Data Pipeline Validation

Datatest can be used to validate data as it flows through a data pipeline. This can be useful in a production environment because the data coming into a pipeline can change in unexpected ways. An up-stream provider could alter its format, the quality of a data source could degrade over time, previously unheard-of errors or missing data could be introduced, etc.

Well-structured pipelines are made of discrete, independent steps where the output of one step becomes the input of the next step. In the simplest case, the steps themselves can be functions. And in a pipeline framework, the steps are often a type of “task” or “job” object.

A simple pipeline could look something like the following:

21
22
23
24
25
26
27
28
29
30
...

def pipeline(file_path):
    data = load_from_source(file_path)  # STEP 1

    data = operation_one(data)          # STEP 2

    data = operation_two(data)          # STEP 3

    save_to_destination(data)           # STEP 4

You can simply add calls to validate() between the existing steps:

21
22
23
24
25
26
27
28
29
30
31
32
33
34
35
36
37
...

def pipeline(file_path):
    data = load_from_source(file_path)  # STEP 1

    validate(data.columns, ['user_id', 'first_name', 'last_name'])

    data = operation_one(data)          # STEP 2

    validate(data.columns, ['user_id', 'full_name'])
    validate(data, (int, str))

    data = operation_two(data)          # STEP 3

    validate.unique(data['user_id'])

    save_to_destination(data)           # STEP 4

You could go further in a more sophisticated pipeline framework and define tasks dedicated specifically to validation.

Tip

When possible, it’s best to call validate() once for a batch of data rather than for individual elements. Doing this is more efficient and failures provide more context when fixing data issues or defining appropriate acceptances.

# Efficient:

validate(data, int)

for x in data:
    myfunc(x)
# Inefficient:

for x in data:
    validate(x, int)
    myfunc(x)

Toggle Validation On/Off Using __debug__

Sometimes it’s useful to perform comprehensive validation for debugging purposes but disable validation for production runs. You can use Python’s __debug__ constant to toggle validation on or off as needed:

21
22
23
24
25
26
27
28
29
30
31
32
33
34
35
36
37
38
39
40
...

def pipeline(file_path):
    data = load_from_source(file_path)  # STEP 1

    if __debug__:
        validate(data.columns, ['user_id', 'first_name', 'last_name'])

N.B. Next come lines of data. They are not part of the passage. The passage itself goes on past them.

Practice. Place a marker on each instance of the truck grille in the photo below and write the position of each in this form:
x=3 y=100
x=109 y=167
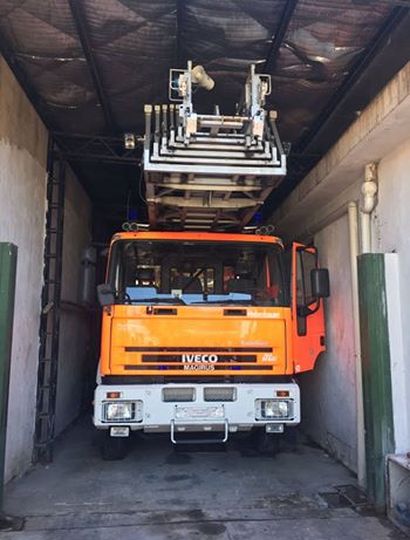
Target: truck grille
x=219 y=394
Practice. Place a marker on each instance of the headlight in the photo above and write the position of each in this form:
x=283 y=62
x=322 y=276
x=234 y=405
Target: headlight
x=269 y=409
x=122 y=411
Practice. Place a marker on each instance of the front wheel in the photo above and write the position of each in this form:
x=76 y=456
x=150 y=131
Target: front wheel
x=113 y=448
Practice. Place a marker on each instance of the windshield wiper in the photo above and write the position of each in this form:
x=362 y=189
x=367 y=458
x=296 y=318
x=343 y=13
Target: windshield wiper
x=155 y=300
x=228 y=301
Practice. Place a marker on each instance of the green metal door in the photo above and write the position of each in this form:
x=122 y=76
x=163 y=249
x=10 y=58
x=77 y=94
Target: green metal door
x=377 y=392
x=8 y=261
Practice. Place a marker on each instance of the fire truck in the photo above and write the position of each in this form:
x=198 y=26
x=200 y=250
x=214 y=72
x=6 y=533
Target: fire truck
x=206 y=320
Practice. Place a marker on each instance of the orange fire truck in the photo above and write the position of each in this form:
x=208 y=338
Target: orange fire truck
x=204 y=328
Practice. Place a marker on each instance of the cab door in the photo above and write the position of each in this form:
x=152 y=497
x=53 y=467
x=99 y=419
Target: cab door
x=308 y=288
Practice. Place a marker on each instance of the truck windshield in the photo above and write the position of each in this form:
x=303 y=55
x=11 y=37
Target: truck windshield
x=200 y=272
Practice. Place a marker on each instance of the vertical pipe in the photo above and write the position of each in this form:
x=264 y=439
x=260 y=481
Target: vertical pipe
x=354 y=252
x=369 y=191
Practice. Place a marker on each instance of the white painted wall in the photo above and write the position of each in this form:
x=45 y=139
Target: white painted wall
x=74 y=330
x=391 y=233
x=23 y=149
x=23 y=153
x=328 y=392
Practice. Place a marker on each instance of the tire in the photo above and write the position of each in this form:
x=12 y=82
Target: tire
x=113 y=448
x=267 y=444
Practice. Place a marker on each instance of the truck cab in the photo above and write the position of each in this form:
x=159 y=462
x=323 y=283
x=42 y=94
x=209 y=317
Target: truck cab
x=203 y=333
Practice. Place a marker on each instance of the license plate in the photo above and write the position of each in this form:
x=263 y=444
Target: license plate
x=213 y=412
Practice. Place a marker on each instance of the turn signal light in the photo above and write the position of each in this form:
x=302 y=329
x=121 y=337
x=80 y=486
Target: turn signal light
x=113 y=395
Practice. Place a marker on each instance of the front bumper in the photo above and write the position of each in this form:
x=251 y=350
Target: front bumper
x=197 y=407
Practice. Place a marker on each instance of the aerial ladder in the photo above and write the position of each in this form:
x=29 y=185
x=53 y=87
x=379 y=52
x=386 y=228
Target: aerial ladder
x=210 y=171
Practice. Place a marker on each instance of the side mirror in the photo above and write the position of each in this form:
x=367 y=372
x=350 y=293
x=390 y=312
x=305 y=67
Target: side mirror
x=105 y=294
x=320 y=282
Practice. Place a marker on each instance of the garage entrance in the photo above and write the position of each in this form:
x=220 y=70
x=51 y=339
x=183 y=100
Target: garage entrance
x=74 y=79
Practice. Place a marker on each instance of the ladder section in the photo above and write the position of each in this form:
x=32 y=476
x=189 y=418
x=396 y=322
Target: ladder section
x=50 y=315
x=210 y=171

    data = operation_one(data)          # STEP 2

    if __debug__:
        validate(data.columns, ['user_id', 'full_name'])
        validate(data, (int, str))

    data = operation_two(data)          # STEP 3

    if __debug__:
        validate.unique(data['user_id'])

    save_to_destination(data)           # STEP 4

Validation On

In the example above, you can run the pipeline with validation by running Python in unoptimized mode. In unoptimized mode, __debug__ is True and assert statements are executed normally. Unoptimized mode is the default mode when invoking Python:

python simple_pipeline.py

Validation Off

To run the example above without validation, run Python in optimized mode. In optimized mode, __debug__ is False and assert statements are skipped. You can invoke optimized mode using the -O command line option:

python -O simple_pipeline.py

Validate a Sample from a Larger Data Set

Another option for dealing with large data sets is to validate a small sample of the data. Doing this can provide some basic sanity checking in a production pipeline but it could also allow some invalid data to pass unnoticed. Users must decide if this approach is appropriate for their specific use case.

DataFrame Example

With Pandas, you can use the DataFrame.sample() method to get a random sample of items for validation:

21
22
23
24
25
26
27
28
29
30
31
32
33
34
35
36
37
38
39
...

def pipeline(file_path):
    data = load_from_source(file_path)  # STEP 1

    validate(data.columns, ['user_id', 'first_name', 'last_name'])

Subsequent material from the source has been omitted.